About one year after the war, in company with Colonel Harry Gilmor and Major Byrd Washington, the author paid a visit to Capon Springs, in West Virginia. There we met General Ewell, who, with Mrs. Ewell, was spending the summer. One evening, while we were all sitting in front of the hotel in conversation, the Gettysburg campaign was mentioned, and the General expressed himself freely regarding it. His comments made a great impression upon me, and even after such a lapse of time I can repeat his almost every word.
"Of the reasons for the invasion of Pennsylvania I have little to say," said the General. "They may never be perfectly understood, but it was hoped to relieve Vicksburg, and that was, perhaps, the weightier reason for it. But I think there were still others. You know that General Lee was in command of the finest army that the South had yet assembled - an army of seasoned veterans, flushed with the many victories of the previous year, and of Chancellorsville that spring. The Federal army was believed to be greatly demoralized, and for very good reasons. It had had many commanders, all equally unfortunate, and the officers and men could not have had confidence in Hooker after his very recent disaster. On the other hand, the Confederate soldiers had the most unbounded confidence in General Lee.
"Of course, General Lee did not underrate his adversary: possibly he overrated the ability of his own army. It was, indeed, a splendid body of men, and I believe on ground of their own selection would have been invincible. Of course, General Lee expected to give battle on a field of his own choice, but a combination of unforeseen circumstances willed otherwise. It was hoped to administer a crushing defeat to the Federal army, and in that event General Lee would have had it in his power to go wherever he pleased. No. I do not think Philadelphia would have been in any danger; I believe we would have marched to Baltimore, and thence to Washington, and had we reached the Federal capital a settlement of the differences between the two sections would probably have been reached speedily.
"Many things conspired against the success of the campaign, In the first place, the cavalry engagement at Brandy Station was unfortunate, as it gave Hooker warning of what was to follow, and thus prevented General Lee from getting a better start.

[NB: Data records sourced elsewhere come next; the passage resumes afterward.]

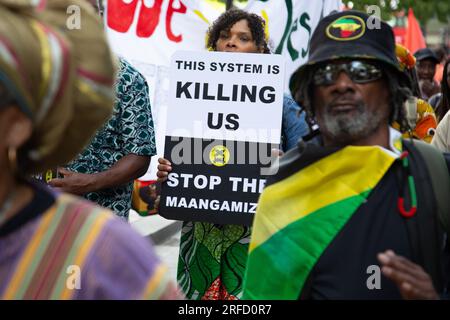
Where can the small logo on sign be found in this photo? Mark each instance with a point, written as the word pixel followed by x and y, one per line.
pixel 219 155
pixel 346 28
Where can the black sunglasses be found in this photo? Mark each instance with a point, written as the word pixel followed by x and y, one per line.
pixel 358 71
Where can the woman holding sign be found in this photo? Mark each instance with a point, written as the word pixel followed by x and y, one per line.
pixel 56 89
pixel 213 257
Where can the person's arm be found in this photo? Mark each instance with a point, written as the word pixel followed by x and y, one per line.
pixel 123 171
pixel 137 135
pixel 412 281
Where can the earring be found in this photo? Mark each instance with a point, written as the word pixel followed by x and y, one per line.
pixel 12 157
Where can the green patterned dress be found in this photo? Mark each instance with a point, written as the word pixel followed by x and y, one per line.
pixel 128 131
pixel 212 260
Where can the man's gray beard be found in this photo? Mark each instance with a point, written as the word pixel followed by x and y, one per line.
pixel 348 127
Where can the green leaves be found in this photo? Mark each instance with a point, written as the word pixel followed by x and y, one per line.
pixel 424 10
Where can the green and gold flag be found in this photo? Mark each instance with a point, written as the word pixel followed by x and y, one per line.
pixel 300 215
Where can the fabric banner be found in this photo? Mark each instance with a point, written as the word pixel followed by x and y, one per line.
pixel 290 24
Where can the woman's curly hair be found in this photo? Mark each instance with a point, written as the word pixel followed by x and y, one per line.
pixel 228 19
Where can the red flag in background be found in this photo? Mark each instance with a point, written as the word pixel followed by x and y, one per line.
pixel 414 39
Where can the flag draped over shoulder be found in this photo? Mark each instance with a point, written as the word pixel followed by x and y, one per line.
pixel 299 216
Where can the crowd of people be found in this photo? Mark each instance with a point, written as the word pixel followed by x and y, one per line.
pixel 363 179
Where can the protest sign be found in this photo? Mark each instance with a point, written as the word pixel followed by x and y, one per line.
pixel 225 112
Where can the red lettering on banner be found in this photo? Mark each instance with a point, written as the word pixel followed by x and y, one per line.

And then came a still greater misfortune - Stuart's raid to Rockville, which cut him off from the army, and left it without its eyes.
"Yes; I know I have been blamed by many for not having pressed my advantage the first day at Gettysburg. But, then, I cannot see why I should be censured. General Lee came upon the ground before I could have possibly done anything, and after surveying the enemy's position, he did not deem it advisable to attack until re-enforced. Had I taken Johnson's fine division with me there would have been no second day at Gettysburg; but it reached me too late.
"There did not seem to be that concert of action among some general officers that was necessary at critical periods of the battle of Gettysburg to insure success, and I fear there was some friction where it should not have existed.
"Yes, Longstreet was slow - unaccountably slow. Had he attacked in the early morning, as he was expected to do, the enemy would have been driven from his strong position. Little Round Top, the key to the position, was not occupied until late in the day. But an hour or two earlier would have been sufficient time, for, notwithstanding the late hour at which he put his troops in motion, he very nearly succeeded."